With the aplomb of a modern Mesmer, DeMille forges The Greatest Show on Earth into a fabulous entertainment experience — a big, seething SHOW, spectacular, exciting, colorful. It is a mighty pageant set against the fascinating panorama of billowing canvas, sawdust, bright-red wagons, calliopes and people who live the life of circus mummers because to them there is no other. Into his huge dramatic tapestry DeMille weaves the busy disorder that is in reality incredible efficiency, the constant movement of the circus, the human dramas of the troupers. Dazzling in its brilliance it moves along with the speed of a pin-wheel caught in a high wind so that DeMille's train wreck, the most sensational ever filmed, is just an incident in the sprawling display. Tragedy, comedy, adventure and action ride hand in hand along the rails of the circus train. As blended in this celluloid extravaganza they form a film attraction that, in every respect, is the measure of its title — a great show, a great box office attraction.

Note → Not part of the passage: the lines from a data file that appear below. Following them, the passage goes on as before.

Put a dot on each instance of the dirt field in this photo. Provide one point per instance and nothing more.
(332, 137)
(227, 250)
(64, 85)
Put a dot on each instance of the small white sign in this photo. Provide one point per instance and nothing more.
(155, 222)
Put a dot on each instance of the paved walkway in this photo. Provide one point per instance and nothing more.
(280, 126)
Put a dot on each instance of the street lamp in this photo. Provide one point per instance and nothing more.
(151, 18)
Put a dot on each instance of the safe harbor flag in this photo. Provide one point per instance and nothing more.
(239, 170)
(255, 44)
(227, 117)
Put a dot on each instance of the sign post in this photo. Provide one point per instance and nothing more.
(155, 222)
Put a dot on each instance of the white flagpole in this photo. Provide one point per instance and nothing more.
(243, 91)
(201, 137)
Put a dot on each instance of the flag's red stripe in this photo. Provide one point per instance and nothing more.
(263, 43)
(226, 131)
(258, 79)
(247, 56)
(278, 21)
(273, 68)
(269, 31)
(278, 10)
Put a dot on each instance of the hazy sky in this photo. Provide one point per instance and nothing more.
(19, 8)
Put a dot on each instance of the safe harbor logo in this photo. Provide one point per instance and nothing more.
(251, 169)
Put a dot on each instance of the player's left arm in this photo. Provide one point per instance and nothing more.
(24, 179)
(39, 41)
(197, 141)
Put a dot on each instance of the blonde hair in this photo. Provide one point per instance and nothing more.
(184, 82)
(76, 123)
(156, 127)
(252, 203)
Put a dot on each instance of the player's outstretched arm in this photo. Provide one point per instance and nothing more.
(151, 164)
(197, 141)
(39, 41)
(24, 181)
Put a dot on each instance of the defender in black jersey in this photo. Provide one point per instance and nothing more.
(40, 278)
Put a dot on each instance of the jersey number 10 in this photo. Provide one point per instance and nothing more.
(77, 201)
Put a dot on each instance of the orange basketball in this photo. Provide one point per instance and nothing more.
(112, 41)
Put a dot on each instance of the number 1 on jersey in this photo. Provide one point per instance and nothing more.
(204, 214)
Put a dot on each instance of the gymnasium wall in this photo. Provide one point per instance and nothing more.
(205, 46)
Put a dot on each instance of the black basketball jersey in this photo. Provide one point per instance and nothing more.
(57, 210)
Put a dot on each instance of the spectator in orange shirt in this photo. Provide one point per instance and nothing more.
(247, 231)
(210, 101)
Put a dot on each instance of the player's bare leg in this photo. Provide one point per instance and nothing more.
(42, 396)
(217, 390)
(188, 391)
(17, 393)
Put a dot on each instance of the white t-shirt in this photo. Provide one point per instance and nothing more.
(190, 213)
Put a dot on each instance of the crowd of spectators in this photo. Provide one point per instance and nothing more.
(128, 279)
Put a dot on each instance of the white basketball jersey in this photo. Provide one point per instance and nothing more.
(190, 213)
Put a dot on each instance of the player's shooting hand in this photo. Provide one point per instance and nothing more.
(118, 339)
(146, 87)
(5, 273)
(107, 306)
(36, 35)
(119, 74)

The fight to keep the circus rolling is the story of The Greatest Show on Earth, the day-by-day odyssey of the massive machinery moving from city to city, battling the elements, time, the foibles of human beings to preserve the purpose of its creation, the performance. Here, under the Big Top, we meet the circus troupers, the manager with a consuming passion for the show, the girl who throws herself into a death-defying battle of skill on the high trapeze for the glory of the center ring, the brutal elephant trainer jealous of his pretty partner, the murderer who masks his flight from the law behind the chalk of a clown's makeup, the lady of the iron jaw who miraculously escapes from a train wreck and promptly inspects her molars. Like their story, these circus folk are exaggerated at times. Like their story, they're wonderful. And one of a mind to quibble about a few distortions and liberties in the name of dramatic license doesn't deserve the fun of enjoying The Greatest Show on Earth.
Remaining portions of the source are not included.